May 9, 20269 min read

# ds4.c: The Hyper-Focused Metal Inference Engine That's Making DeepSeek V4 Flash Sing on Your Mac 🚀 In a world drowning in generic model runners and sprawling AI frameworks, one project dares to as...

ds4.c: The Hyper-Focused Metal Inference Engine That's Making DeepSeek V4 Flash Sing on Your Mac 🚀

In a world drowning in generic model runners and sprawling AI frameworks, one project dares to ask: what if we just did one thing, and did it exceptionally well?

Enter ds4.c — a razor-sharp, Metal-native inference engine built exclusively for DeepSeek V4 Flash. Created by none other than Salvatore Sanfilippo (yes, that antirez — the creator of Redis), this project is a love letter to focused engineering, the Mac ecosystem, and the idea that a 284-billion-parameter model deserves a purpose-built engine rather than being crammed into a one-size-fits-all runtime.

With over 3,400 stars in just days of launch, the developer community is clearly resonating with the philosophy: stop building frameworks, start building experiences.


🎯 Why One Model Deserves Its Own Engine

The local AI inference landscape is rich. Projects like llama.cpp, vllm, and ollama serve broad model ecosystems admirably. So why would anyone build — and use — an engine locked to a single model?

The answer lies in what DeepSeek V4 Flash actually is.

"This project takes a deliberately narrow bet: one model at a time, official-vector validation, long-context tests, and enough agent integration to know if it really works."

After rigorous comparison with powerful smaller dense models, the team behind ds4.c found that DeepSeek V4 Flash isn't just another model — it's a paradigm shift for local inference:

Feature DeepSeek V4 Flash Typical Dense Models (27B–35B)
Active Parameters Fewer (MoE architecture) All parameters active
Thinking Mode Length Proportional to complexity (~1/5th of others) Often bloated, impractical
Context Window 1 million tokens Typically 128K–256K
Knowledge Depth 284B params — vast knowledge Noticeably thinner at edge topics
Writing Quality "Quasi-frontier" English & Italian Good but distinguishable
KV Cache Extremely compressed, disk-persistent RAM-bound, memory hungry
2-bit Quantization Works well with special quantization Usually quality degrades badly

This isn't incremental improvement. This is a fundamentally different cost-to-capability ratio.


🏗️ Architecture: Intentionally Narrow, Intentionally Brilliant

Unlike generic GGUF runners, ds4.c is purpose-built from the ground up:

  • DeepSeek V4 Flash-specific Metal graph executor — not a translation layer
  • Custom GGUF loader — only reads the specially crafted quantization files for this project
  • DS4-specific prompt rendering — tuned for DeepSeek's chat template
  • KV state management — with disk persistence as a first-class citizen
  • HTTP API server glue — ready for agent integration out of the box

The philosophy is crystalline:

"The KV cache is actually a first-class disk citizen."

Modern MacBooks ship with blazing-fast SSDs. DeepSeek V4 Flash features an incredibly compressed KV cache. The combination means you can persist your conversation state to disk and resume it — something that fundamentally changes how you think about local inference on personal hardware.


💡 The "Three Pillars" Vision

What sets this project apart isn't just the code — it's the completeness of the vision. The team believes local inference should be three things working together seamlessly:

  1. 🔧 Inference Engine — with a clean HTTP API
  2. 📦 Purpose-built GGUF — quantized specifically for the engine's assumptions
  3. 🧪 Validation & Testing — including coding agent integration and official logit comparison

This isn't "download a model, run it, hope for the best." This is end-to-end local inference done right — validated against the official implementation's logits at different context sizes, tested with coding agents, and verified for tool-calling reliability.

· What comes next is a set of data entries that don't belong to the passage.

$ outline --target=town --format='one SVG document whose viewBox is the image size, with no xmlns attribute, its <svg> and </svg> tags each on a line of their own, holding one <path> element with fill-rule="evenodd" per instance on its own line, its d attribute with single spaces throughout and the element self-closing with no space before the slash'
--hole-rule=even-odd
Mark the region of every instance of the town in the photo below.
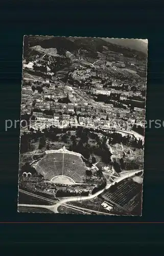
<svg viewBox="0 0 164 256">
<path fill-rule="evenodd" d="M 19 193 L 54 212 L 139 215 L 146 73 L 147 52 L 102 38 L 25 37 Z"/>
</svg>

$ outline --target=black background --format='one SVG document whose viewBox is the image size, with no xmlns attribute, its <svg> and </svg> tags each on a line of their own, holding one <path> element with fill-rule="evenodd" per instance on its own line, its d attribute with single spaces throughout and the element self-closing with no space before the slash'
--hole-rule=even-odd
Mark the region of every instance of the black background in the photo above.
<svg viewBox="0 0 164 256">
<path fill-rule="evenodd" d="M 164 222 L 164 127 L 155 129 L 152 124 L 146 130 L 142 217 L 17 213 L 19 127 L 17 125 L 5 131 L 5 120 L 14 122 L 20 118 L 25 34 L 148 38 L 146 119 L 164 120 L 162 1 L 132 2 L 90 1 L 85 6 L 82 2 L 72 1 L 0 4 L 0 221 L 85 222 L 1 223 L 2 243 L 162 244 L 163 224 L 155 222 Z M 153 223 L 144 223 L 149 222 Z"/>
</svg>

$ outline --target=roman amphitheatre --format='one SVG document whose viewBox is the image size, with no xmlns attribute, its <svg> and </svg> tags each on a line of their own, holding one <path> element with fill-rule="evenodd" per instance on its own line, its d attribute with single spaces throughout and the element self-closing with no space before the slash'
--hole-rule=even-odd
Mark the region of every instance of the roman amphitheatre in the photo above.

⚡ The Magic of Asymmetric 2-Bit Quantization

Here's where things get really interesting. The 2-bit quantizations shipped with ds4.c aren't your typical aggressive compression. They use a brilliantly asymmetric strategy:

Component Quantization Level Rationale
Routed MoE Experts (up/gate) IQ2_XXS Majority of model space — maximize compression
Routed MoE Experts (down) Q2_K Balanced quality/compression
Shared Experts Untouched Critical for quality preservation
Projections Untouched Core reasoning components
Routing Untouched Decision-making integrity

Because the routed MoE experts occupy the vast majority of the model's disk footprint, this strategy achieves massive compression while preserving the components that matter most. The result? A 284-billion-parameter model that runs on a MacBook with 128GB of RAM — and actually works under coding agents with reliable tool calling.


🍎 Metal-First: Embracing the Apple Silicon Future

This project is Metal-only by design. No CUDA. No Vulkan. No CPU fallback (well, technically there's one, but more on that in a moment).

The decision to go Metal-only isn't laziness — it's focus. By targeting a single GPU compute API, the team can:

  • Optimize Metal kernels specifically for Apple Silicon's unified memory architecture
  • Leverage the tight integration between macOS, Metal, and NVMe storage
  • Ship a smaller, more testable codebase
  • Validate every computation path rigorously

"The CPU path is only for correctness check, but warning: current macOS versions have a bug in the virtual memory implementation that will crash the kernel if you try to run the CPU code."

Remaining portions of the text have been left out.